И тогда Давид увидел то, чего никак не мог ожидать. Десятки рук на том берегу подняли людей в пробковых шлемах, только что стрелявших через огонь, и швырнули их в кипящее озеро. А потом Давид оцепенел. Он подумал, что вслед за ал Галилом сходит с ума. Но слабость, пришедшая к нему вдруг, исчезла почти мгновенно. Восторг и страх душили его. Дебют в цирке Ларры был детской игрой в сравнении с этим. Давиду казалось, что небо, усыпанное звездами, сейчас потонувшими в гари, никогда еще не было так близко для его рук… Все, кто были на том берегу, за жаром и пламенем, медленно, словно подчиняясь чьей-то несокрушимой воле, опускались на колени. И скоро уже весь берег пал перед тем, кто так безжалостно сжег их город. Шли минуты, а Давид, стоявший среди языков пламени и дыма, все смотрел на ту сторону, безмолвную, распростертую ниц, казалось, затаившую дыхание перед его волей – пусть зловещей и смертоносной.
И каждый желал лишь одного: его милости.
А потом Давид протрезвел и бросился к одной из лошадей, совсем ошалевших от разгулявшегося пожара. Прыгнув в седло, как и был, нагой, он изо всех сил ударил пятками по ее бокам и поскакал прочь от берега.

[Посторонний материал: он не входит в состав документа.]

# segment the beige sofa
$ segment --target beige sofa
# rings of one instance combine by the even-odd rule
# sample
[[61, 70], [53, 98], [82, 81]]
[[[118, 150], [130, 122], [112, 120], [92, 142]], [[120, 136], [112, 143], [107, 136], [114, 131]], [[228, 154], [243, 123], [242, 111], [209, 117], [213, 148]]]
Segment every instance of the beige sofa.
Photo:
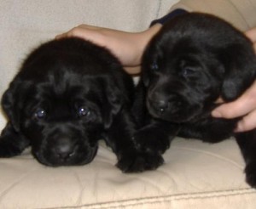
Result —
[[[0, 93], [31, 48], [81, 23], [146, 29], [177, 0], [1, 0]], [[173, 8], [217, 14], [241, 30], [256, 25], [256, 0], [184, 0]], [[254, 7], [254, 8], [253, 8]], [[5, 119], [1, 114], [0, 128]], [[177, 138], [156, 171], [124, 174], [102, 144], [83, 167], [47, 167], [26, 150], [0, 159], [0, 208], [256, 208], [234, 140]]]

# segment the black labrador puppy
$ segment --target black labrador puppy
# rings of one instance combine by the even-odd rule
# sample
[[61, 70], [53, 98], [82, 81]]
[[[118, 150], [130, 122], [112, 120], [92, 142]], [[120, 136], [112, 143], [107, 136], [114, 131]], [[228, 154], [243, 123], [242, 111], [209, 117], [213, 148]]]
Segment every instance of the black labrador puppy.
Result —
[[237, 99], [253, 82], [252, 42], [229, 23], [190, 13], [167, 22], [149, 42], [134, 104], [141, 150], [161, 155], [178, 135], [216, 143], [235, 136], [256, 187], [256, 130], [234, 133], [239, 118], [213, 118], [222, 98]]
[[32, 146], [44, 165], [84, 165], [104, 138], [123, 172], [154, 169], [162, 160], [138, 152], [132, 141], [133, 94], [131, 77], [107, 49], [79, 38], [44, 43], [3, 96], [9, 122], [0, 137], [0, 157]]

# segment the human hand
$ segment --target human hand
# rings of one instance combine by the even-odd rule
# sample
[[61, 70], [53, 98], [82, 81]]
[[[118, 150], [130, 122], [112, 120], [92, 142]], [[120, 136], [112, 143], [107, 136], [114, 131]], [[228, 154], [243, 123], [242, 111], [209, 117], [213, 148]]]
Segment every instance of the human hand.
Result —
[[[256, 28], [246, 33], [253, 43], [256, 52]], [[212, 112], [214, 117], [235, 118], [242, 116], [237, 123], [236, 132], [249, 131], [256, 127], [256, 81], [236, 100], [221, 104]]]
[[108, 48], [131, 74], [140, 72], [140, 64], [144, 48], [151, 37], [160, 30], [156, 24], [142, 32], [126, 32], [108, 28], [80, 25], [58, 35], [56, 39], [78, 37]]

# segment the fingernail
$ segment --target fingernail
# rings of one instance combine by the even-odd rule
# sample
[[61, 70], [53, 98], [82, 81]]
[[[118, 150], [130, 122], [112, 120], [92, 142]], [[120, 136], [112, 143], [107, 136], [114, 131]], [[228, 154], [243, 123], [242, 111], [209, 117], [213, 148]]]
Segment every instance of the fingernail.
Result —
[[220, 113], [219, 111], [215, 111], [215, 110], [213, 110], [213, 111], [212, 112], [212, 116], [213, 117], [222, 117], [221, 113]]

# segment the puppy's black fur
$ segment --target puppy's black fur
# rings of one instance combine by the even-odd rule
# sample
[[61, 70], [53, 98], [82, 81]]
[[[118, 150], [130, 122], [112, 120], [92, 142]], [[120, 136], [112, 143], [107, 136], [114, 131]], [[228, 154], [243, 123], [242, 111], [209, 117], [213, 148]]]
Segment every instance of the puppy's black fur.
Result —
[[9, 122], [0, 156], [31, 145], [44, 165], [83, 165], [104, 138], [122, 171], [154, 169], [162, 159], [138, 153], [131, 138], [133, 93], [132, 79], [107, 49], [79, 38], [46, 42], [28, 56], [3, 96]]
[[227, 22], [190, 13], [167, 22], [149, 42], [134, 104], [138, 147], [162, 154], [176, 136], [215, 143], [235, 136], [256, 187], [256, 130], [235, 133], [239, 118], [213, 118], [221, 97], [237, 99], [255, 80], [252, 42]]

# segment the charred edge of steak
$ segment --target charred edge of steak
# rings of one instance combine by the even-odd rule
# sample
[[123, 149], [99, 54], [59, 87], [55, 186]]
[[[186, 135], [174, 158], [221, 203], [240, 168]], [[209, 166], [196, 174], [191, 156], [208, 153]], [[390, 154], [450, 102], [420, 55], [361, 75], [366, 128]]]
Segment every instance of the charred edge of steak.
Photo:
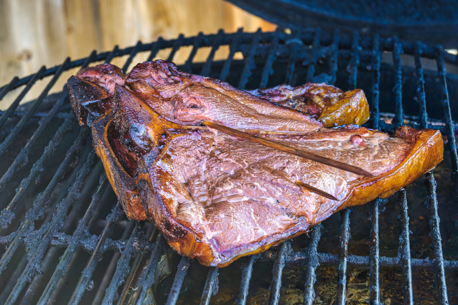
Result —
[[110, 99], [107, 92], [96, 85], [71, 76], [67, 86], [71, 109], [80, 125], [90, 126], [109, 108]]
[[121, 144], [119, 134], [112, 123], [108, 129], [108, 138], [110, 146], [123, 168], [130, 176], [133, 177], [137, 168], [138, 157]]
[[[138, 189], [131, 173], [136, 166], [136, 156], [127, 152], [116, 141], [117, 135], [112, 128], [110, 112], [107, 112], [93, 122], [93, 145], [102, 160], [110, 184], [127, 217], [136, 220], [145, 220], [145, 209], [140, 203]], [[114, 138], [114, 141], [109, 139], [111, 138]], [[125, 167], [127, 167], [127, 170]]]

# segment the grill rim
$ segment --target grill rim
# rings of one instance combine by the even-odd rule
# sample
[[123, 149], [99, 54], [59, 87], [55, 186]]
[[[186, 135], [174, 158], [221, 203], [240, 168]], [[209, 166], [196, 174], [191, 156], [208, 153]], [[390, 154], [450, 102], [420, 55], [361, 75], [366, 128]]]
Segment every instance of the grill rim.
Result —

…В миле от озера Давид оглянулся. Позади него была смерть. Длинная полоса огня, лизавшего небо, и полыхающий за ней город Аль-Шабат.
11
Длинный уставший караван остановила рука предводителя. Его бакенбарды, два роскошных куста, окончательно спалило африканское солнце.
Пришпорив коня, предводитель выехал вперед.
Навстречу профессору Мелиариусу из-за дерева выходил человек – совершенно нагой, дочерна загоревший, исхудавший донельзя, но – странно! – не утративший мужественной силы.
– Вы не узнаете меня, профессор? – спросил человек. – А ведь я не первый день жду вашего возвращения!
– Гедеон?! – изумленно поднимая брови, воскликнул профессор.
– Да, господин Мелиариус, он самый.
– Слава богу… Сколько же времени вы провели здесь, в этой пустыне?
– Три недели.
– И вы не умерли от жажды? Не превратились в уголь на этом солнце?
– Как видите.
Профессор не сводил глаз с мужественного лица собеседника, улыбавшегося ему как ни в чем не бывало.
– Я не верю вам.
– Это ваше право, господин Мелиариус. Впрочем, открою вам секрет: если бы не древняя наука йогов выживать, вы бы и впрямь нашли у этого тощего деревца высохшую мумию. И если бы не ваше обещание вернуться за нами, подарившее мне надежду!
– А где ал Галил?
– Его больше нет.
Мелиариус снял пробковый шлем, покачал головой:
– Он нашел то, что искал так долго. А вы, господин Гедеон, – помолчав, спросил Мелиариус, – нашли вы то, что искали?
– Может быть, – сказал Давид. – Буду вам благодарен, если вы подберете мне одежду и отвезете подальше от этих мест.
– На другой край света?
– Вот именно! – усмехнулся Давид.
Потрескавшиеся от солнца губы профессора и его седые бакенбарды разъехались в суровой, но добродушной улыбке:
– Одежду и лошадь я для вас найду, господин Гедеон. – Мелиариус вздохнул. – А вот другой конец света каждому дано искать самому!